Un turbinio di incontri, dibattiti, letture in giro per i suggestivi angoli della città dei Gonzaga, durante i quali i lettori erano protagonisti, assieme agli scrittori, degli eventi grazie a domande sempre mirate poste da un pubblico colto, curioso ed informato sui fatti. Ma perché parlare qui ed ora di un evento ormai lontano sia nel tempo che nello spazio? Perché si vuole testimoniare che la cultura non è morta, è viva ed è capace anche di produrre ricchezza (turismo e commercio in primis), che anche gli italiani leggono, comprendono e s’interrogano sui più disparati argomenti. Ed infine si parla del “Festivaletteratura” sperando… si, sperando che anche qui da noi, nell’altra città virgiliana, nasca presto qualcosa di simile!

Da “RADI@zioni / The Next Generation” di lunedì 21 Settembre 2009: - Per il frammento radi@ttivo del “Disco Hot / I più ascoltati del momento”, Carmine Tateo, ha proposto “Horehound”, CD d’esordio dei The Dead Weather.
Un altro supergruppo si affaccia sulla scena musicale. The Dead Weather, infatti, altri non sono se non l’ormai famoso ed infaticabile Jack White, chitarrista e voce nei White Stripes ma qui impegnato anche alla batteria, Alison Mosshart, voce dei The Kills, Jack Lawrence, bassista nei The Raconteurs e Dean Fertita, tastierista dei Queens Of The Stone Age. Fatte le dovute presentazioni diciamo subito che, come tutti i lavori realizzati da super bands, anche questo è un disco riuscito a metà. The Dead Weather è sicuramente un progetto interessante. In “Horehound” si può ascoltare il blues più grezzo e duro di questi ultimi anni. L’album si trascina tra ballate folk, schitarrate alla Led Zeppelin e brani scanditi su mid-tempos sorprendentemente simili a quelli dei Rage Against the Machine, ma senza mai scontentare l’ascoltatore appassionato né, tanto meno, ubriacarlo con stupende canzoni. Tutto questo, naturalmente, inciso in bassa fedeltà… perché, come ben sappiamo, tutti i personaggi impegnati nei The Dead Weather, Mr. White in testa, sono i re della bassa fedeltà!
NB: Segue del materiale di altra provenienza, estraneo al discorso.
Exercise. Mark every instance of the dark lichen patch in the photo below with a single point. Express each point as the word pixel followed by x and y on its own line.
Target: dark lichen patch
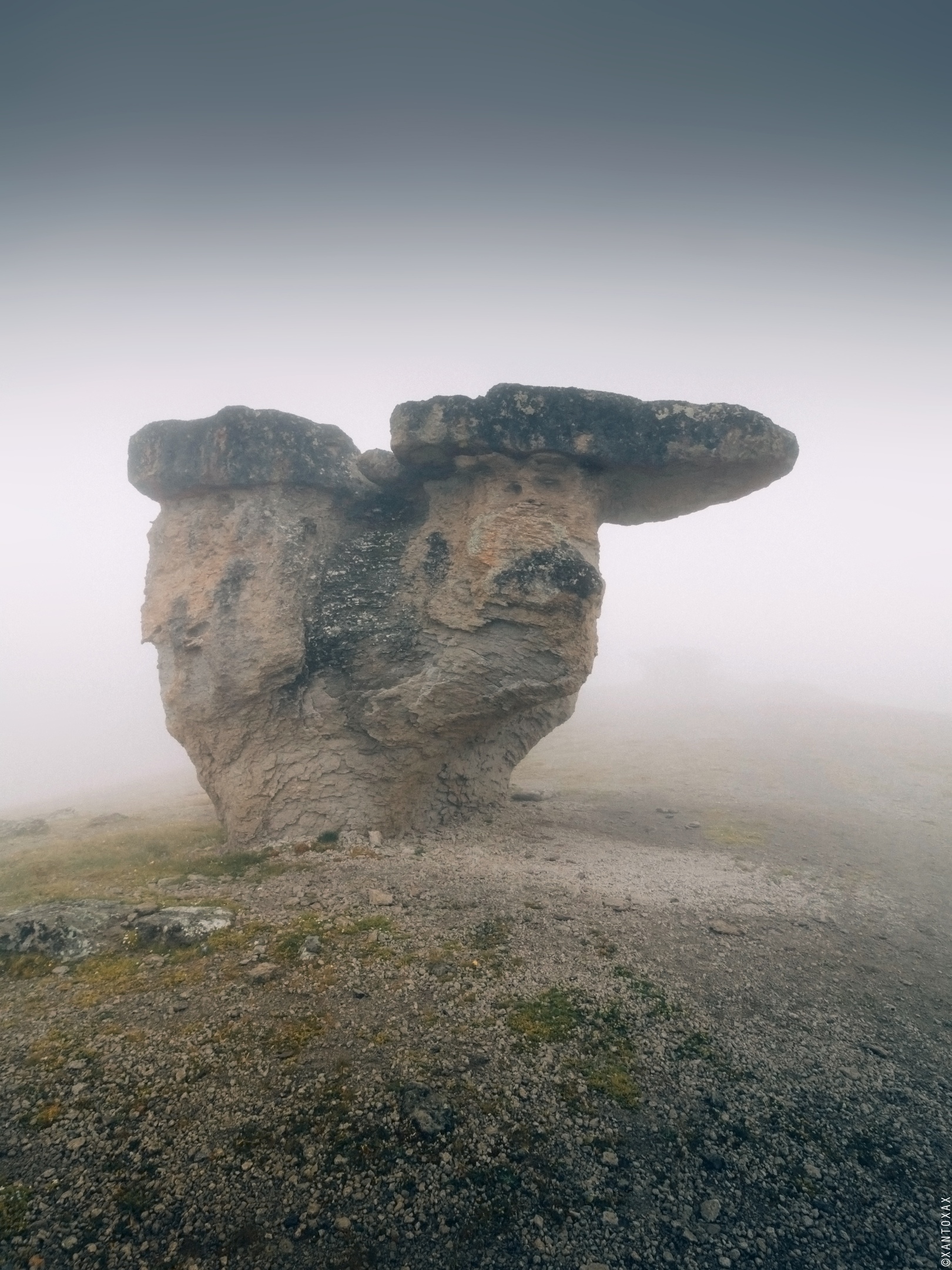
pixel 356 611
pixel 560 568
pixel 435 563
pixel 597 430
pixel 232 583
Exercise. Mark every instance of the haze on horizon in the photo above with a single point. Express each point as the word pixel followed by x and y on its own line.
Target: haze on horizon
pixel 330 208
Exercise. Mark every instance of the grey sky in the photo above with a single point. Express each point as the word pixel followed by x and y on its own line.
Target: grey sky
pixel 333 208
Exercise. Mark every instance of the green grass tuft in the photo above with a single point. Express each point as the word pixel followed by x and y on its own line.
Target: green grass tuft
pixel 14 1207
pixel 552 1017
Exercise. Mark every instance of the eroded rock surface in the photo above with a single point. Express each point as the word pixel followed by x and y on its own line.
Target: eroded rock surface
pixel 376 640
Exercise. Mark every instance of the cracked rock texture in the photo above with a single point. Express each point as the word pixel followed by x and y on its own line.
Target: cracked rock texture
pixel 376 640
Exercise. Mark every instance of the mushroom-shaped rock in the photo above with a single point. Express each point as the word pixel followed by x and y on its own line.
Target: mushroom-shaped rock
pixel 376 640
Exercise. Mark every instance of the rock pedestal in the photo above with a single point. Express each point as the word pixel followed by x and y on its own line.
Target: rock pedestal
pixel 374 641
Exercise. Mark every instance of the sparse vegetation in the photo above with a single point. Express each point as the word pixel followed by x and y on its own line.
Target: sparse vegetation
pixel 552 1017
pixel 123 859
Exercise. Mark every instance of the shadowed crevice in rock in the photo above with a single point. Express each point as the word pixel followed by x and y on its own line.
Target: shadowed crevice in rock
pixel 376 640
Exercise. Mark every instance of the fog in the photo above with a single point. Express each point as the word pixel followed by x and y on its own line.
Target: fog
pixel 331 209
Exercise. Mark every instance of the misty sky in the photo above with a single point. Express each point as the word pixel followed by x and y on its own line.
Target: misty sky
pixel 333 208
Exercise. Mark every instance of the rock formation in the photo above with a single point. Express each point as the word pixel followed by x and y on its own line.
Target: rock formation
pixel 375 640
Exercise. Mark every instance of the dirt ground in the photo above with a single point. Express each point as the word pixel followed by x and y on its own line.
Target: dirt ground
pixel 689 1007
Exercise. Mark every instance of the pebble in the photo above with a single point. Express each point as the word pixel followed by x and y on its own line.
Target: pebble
pixel 263 972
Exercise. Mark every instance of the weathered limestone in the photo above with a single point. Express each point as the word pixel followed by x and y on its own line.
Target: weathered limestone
pixel 375 640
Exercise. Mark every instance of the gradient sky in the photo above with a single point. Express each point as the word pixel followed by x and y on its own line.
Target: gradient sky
pixel 333 208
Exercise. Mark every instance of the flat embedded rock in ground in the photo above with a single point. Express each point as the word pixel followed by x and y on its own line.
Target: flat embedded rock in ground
pixel 72 930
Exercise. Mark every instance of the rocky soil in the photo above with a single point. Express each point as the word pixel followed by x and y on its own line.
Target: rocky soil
pixel 558 1039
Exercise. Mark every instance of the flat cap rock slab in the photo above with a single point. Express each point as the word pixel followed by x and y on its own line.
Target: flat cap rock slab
pixel 372 641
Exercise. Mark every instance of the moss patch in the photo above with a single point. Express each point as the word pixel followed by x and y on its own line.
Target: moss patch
pixel 552 1017
pixel 14 1207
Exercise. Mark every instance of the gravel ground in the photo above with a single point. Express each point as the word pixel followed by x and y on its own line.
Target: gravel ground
pixel 538 1042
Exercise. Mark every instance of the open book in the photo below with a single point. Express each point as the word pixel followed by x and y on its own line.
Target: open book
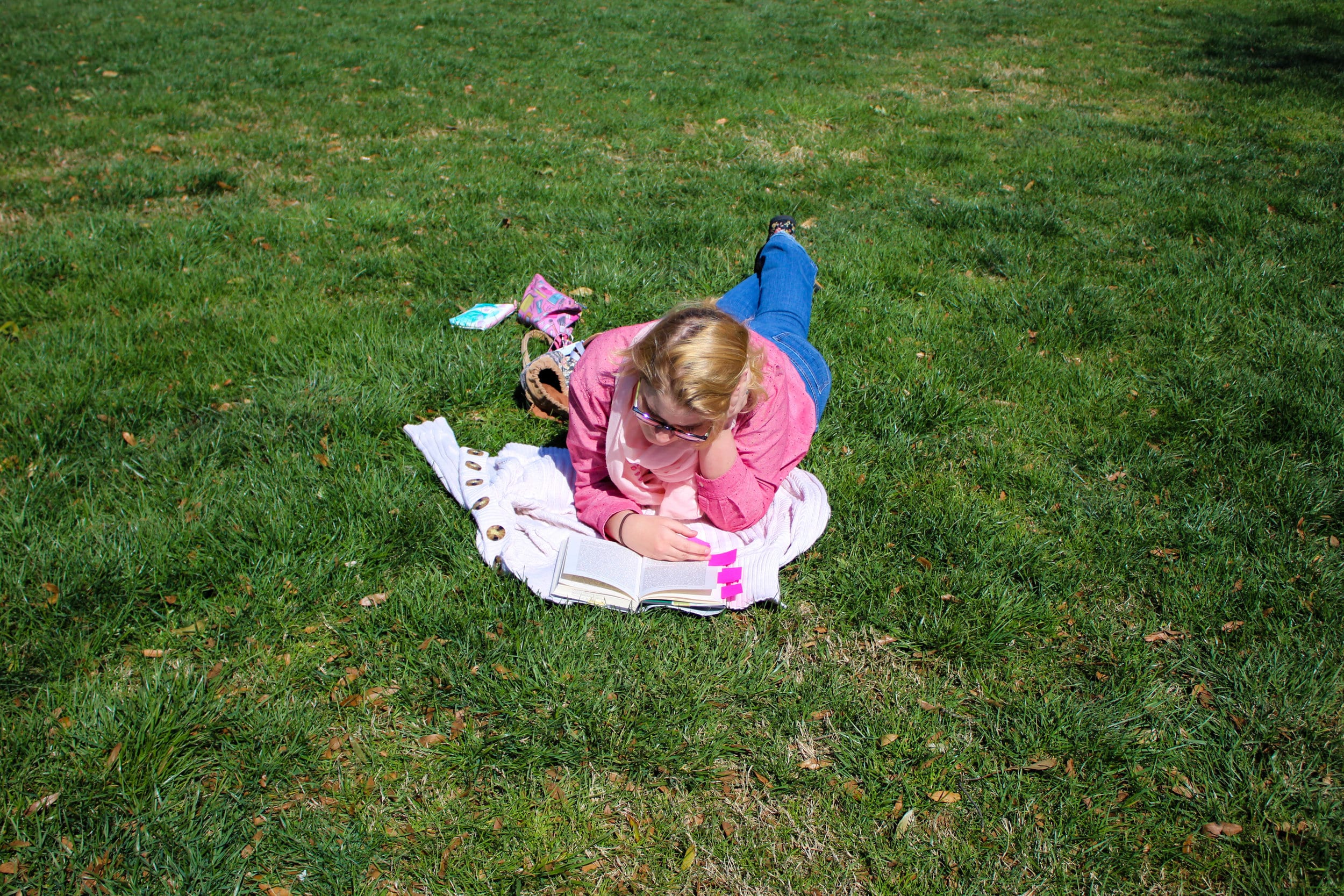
pixel 612 575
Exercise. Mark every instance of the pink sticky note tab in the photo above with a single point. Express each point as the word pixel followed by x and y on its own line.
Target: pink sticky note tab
pixel 724 559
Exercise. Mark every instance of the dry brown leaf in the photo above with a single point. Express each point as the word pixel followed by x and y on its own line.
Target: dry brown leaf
pixel 38 805
pixel 112 757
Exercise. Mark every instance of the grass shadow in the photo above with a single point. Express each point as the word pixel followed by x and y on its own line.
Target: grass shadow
pixel 1300 46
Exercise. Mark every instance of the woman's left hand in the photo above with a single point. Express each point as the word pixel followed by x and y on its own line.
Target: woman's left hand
pixel 718 454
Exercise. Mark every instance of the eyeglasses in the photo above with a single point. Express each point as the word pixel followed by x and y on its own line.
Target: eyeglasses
pixel 659 425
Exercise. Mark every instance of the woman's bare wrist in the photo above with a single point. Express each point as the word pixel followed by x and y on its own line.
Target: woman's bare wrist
pixel 620 527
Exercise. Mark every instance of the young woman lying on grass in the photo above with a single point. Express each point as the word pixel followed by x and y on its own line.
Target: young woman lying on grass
pixel 702 414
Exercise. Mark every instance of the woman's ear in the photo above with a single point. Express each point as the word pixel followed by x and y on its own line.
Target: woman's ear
pixel 741 394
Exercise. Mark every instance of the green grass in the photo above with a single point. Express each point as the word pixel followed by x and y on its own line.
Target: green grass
pixel 1082 302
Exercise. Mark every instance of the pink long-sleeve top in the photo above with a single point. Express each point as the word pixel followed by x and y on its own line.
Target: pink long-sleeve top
pixel 772 439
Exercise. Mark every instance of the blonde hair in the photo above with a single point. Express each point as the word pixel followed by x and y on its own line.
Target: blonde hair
pixel 697 356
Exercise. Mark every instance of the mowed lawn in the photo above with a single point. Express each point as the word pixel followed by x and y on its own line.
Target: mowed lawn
pixel 1082 289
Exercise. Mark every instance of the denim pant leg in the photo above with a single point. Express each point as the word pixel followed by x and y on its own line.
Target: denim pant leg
pixel 778 305
pixel 742 300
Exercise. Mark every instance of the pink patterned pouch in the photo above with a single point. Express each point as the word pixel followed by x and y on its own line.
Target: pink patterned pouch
pixel 549 311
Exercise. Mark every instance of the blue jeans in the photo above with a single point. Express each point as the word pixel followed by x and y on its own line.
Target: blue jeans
pixel 778 305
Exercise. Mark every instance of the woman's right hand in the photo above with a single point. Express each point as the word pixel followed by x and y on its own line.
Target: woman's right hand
pixel 657 537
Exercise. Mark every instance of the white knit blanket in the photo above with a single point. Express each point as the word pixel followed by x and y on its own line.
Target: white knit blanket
pixel 523 504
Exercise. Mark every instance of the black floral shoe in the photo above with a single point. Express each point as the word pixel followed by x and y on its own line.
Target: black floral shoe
pixel 780 224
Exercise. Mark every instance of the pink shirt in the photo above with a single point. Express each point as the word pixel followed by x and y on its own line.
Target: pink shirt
pixel 772 439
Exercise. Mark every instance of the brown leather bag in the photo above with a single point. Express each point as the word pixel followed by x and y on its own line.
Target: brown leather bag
pixel 546 379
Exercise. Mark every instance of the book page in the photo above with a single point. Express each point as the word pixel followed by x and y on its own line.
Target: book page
pixel 675 575
pixel 604 562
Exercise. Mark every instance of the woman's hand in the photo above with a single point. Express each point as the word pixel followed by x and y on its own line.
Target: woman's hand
pixel 718 454
pixel 657 537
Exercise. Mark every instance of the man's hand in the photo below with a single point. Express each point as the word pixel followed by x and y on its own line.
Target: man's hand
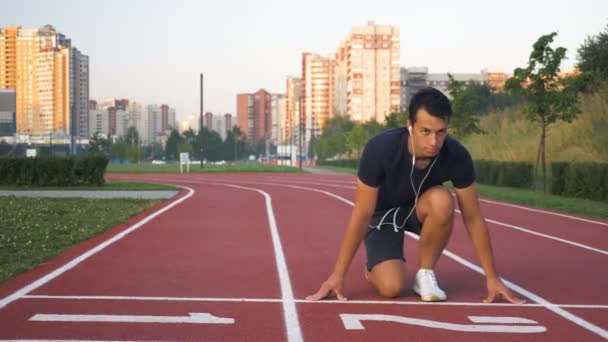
pixel 497 289
pixel 332 285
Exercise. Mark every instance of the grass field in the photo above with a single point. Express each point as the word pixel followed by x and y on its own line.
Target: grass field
pixel 174 168
pixel 33 230
pixel 109 185
pixel 531 198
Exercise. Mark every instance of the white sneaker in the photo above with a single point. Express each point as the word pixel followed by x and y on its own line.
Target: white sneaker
pixel 425 285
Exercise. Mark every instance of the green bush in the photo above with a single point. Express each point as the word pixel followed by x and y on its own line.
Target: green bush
pixel 558 177
pixel 511 174
pixel 53 171
pixel 586 180
pixel 349 163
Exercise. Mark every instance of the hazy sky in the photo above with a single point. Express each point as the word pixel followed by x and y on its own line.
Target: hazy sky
pixel 153 51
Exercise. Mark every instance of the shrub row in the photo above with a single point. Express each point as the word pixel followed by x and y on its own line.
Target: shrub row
pixel 87 169
pixel 585 180
pixel 511 174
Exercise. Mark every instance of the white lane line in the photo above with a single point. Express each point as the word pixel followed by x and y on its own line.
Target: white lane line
pixel 501 320
pixel 550 306
pixel 519 207
pixel 45 279
pixel 354 322
pixel 529 231
pixel 593 249
pixel 546 212
pixel 290 314
pixel 87 340
pixel 278 300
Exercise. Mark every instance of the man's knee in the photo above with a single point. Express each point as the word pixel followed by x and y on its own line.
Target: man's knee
pixel 439 203
pixel 388 278
pixel 389 288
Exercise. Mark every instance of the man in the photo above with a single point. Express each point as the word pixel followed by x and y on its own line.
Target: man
pixel 399 188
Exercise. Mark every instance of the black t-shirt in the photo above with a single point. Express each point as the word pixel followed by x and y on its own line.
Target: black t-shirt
pixel 386 163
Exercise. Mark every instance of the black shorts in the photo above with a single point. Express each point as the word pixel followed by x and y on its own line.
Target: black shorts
pixel 386 243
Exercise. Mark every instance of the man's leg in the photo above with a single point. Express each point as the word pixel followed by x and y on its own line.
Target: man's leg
pixel 435 209
pixel 385 263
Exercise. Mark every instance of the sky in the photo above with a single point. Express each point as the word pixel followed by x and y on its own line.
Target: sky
pixel 154 51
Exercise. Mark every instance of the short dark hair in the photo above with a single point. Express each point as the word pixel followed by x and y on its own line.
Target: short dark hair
pixel 431 100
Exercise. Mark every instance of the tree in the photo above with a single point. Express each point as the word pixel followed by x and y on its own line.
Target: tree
pixel 373 128
pixel 120 149
pixel 395 120
pixel 467 102
pixel 549 98
pixel 98 143
pixel 132 136
pixel 593 56
pixel 234 145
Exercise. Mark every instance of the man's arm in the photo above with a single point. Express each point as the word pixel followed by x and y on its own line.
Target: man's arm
pixel 474 221
pixel 365 204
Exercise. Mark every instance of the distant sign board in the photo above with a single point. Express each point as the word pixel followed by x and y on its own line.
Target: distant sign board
pixel 184 158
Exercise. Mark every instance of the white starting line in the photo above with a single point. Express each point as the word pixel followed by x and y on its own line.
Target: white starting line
pixel 303 301
pixel 194 318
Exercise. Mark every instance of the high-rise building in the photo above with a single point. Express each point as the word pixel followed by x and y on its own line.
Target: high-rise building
pixel 292 104
pixel 209 121
pixel 366 73
pixel 160 120
pixel 8 111
pixel 79 93
pixel 315 93
pixel 253 115
pixel 228 122
pixel 416 78
pixel 277 110
pixel 98 122
pixel 50 78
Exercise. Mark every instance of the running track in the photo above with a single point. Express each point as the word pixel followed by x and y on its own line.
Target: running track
pixel 233 256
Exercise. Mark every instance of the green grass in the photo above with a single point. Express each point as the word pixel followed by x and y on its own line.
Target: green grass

- Per l’approfondimento de “Il Disco Della Settimana”, Camillo Fasulo, vi ha proposto “The Eternal” il recentissimo nuovo album dei Sonic Youth.
La gioventù sonica continua a non scendere a compromessi e, come fa da ormai quasi un trentennio, innalza impenetrabili muri di suono dietro ai quali, ogni tanto, emerge ancora la melodia...a ben cercarla naturalmente! “The Eternal” non aggiunge nulla di nuovo alla loro discografia, se non alcune semplici ma intriganti variazioni, eppure conferma la grandezza di una band che riesce ancora una volta ad emozionare. Non è, quindi, un album fondamentale ma si può considerare come una specie di riassunto della loro storia.
È ipnotico, allucinante, coinvolgente, si lascia ascoltare facilmente ed ha il merito di aver fatto uscire il gruppo da una crisi artistica che, secondo il parere di molti, durava da qualche anno. Quando si dice, andare contro corrente! Dopo quasi 20 anni passati alle dipendenze della Geffen, i Sonic Youth tornano ad accasarsi presso l’indipendente Matador per consegnare al proprio pubblico uno degli album più compatti e meno astratti della loro produzione.